12 これに続いてケルソスは、次のように言っている。神的な霊が体の中にあったのであれば、その体は、大きさや美しさ、体力や声、威厳や説得力において、他の何ものにもあらゆる意味で優っていなければならなかった。実際、他の諸々のものよりも何らかの点で神的なものが他のものにまったく優らないということは得ないからである。ところがこれは、他のものにまったく優らず、そればかりか人々が言うには、小さくて醜く卑しかった、と[1]。これらの個所においても(ケルソスは)、イエスを非難しようとする場合には、諸書――それらは彼に避難の口実を提供しているように見えるのだが――を信用しているかのように、諸書から言葉を引用している。これに対して、同じ諸書で、非難のために取り上げられた諸々の事柄とは反対の諸々の事柄が言われていると人が考えそうな場合には、彼はそれらを知らない振りをしているように思われるのである。

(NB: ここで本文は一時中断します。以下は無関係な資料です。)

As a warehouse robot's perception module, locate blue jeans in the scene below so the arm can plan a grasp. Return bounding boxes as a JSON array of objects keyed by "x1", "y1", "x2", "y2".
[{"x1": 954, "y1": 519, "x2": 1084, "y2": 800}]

 さて、イエスの体が醜かったことに関する諸々の事柄は、確かに書かれている[2]。しかしながら、イエスの体は、(ケルソスが)指摘しているように卑しかったわけではなく、またそれが小さかったことも明瞭に示されているわけでもない。イザヤ書には次のような表現が書き記されている。イザヤは、そこで、イエスが多くの人たちのところに滞在するが、若々しい姿においてでも、何らかの卓越した美しさにおいてでもないことを預言している。すなわち、「主よ、誰が私たちの聞いたことを信じるでしょうか。そして、主のみ腕は誰に啓示されたでしょうか。私たちは、子どものようになって、乾いた地の根のようになって、彼のみ前で告げました。彼には麗しい姿も栄光もありませんでした。私たちは彼を見ました。しかし彼には麗しい姿も美しさもありませんでした。彼の姿は不名誉で、人々の子らにも及ばなかった[3]」とある。果たしてケルソスは、それらの言葉を、イエスを非難するのに役立つと考えて受け入れたが、詩篇第44番の中で語られていることや、それがどのように語られているかに、もはや注意を払わなかったのだろうか。「力強き者よ、あなたは、あなたの剣をあなたの腿に結び付けよ、あなたの若々しさとあなたの美しさをもって。そして身を伸ばし、勇ましく進み、治めなさい[4]」とある[5]



[1] 後出のイエスの体をさす。

[2] Cf.Is.53,1-3.

[3] Is.53,1-3.

[4] Ps.44,4-5.

[5] 本節は、『ケルソスへの反論』第675全体からの抜粋である。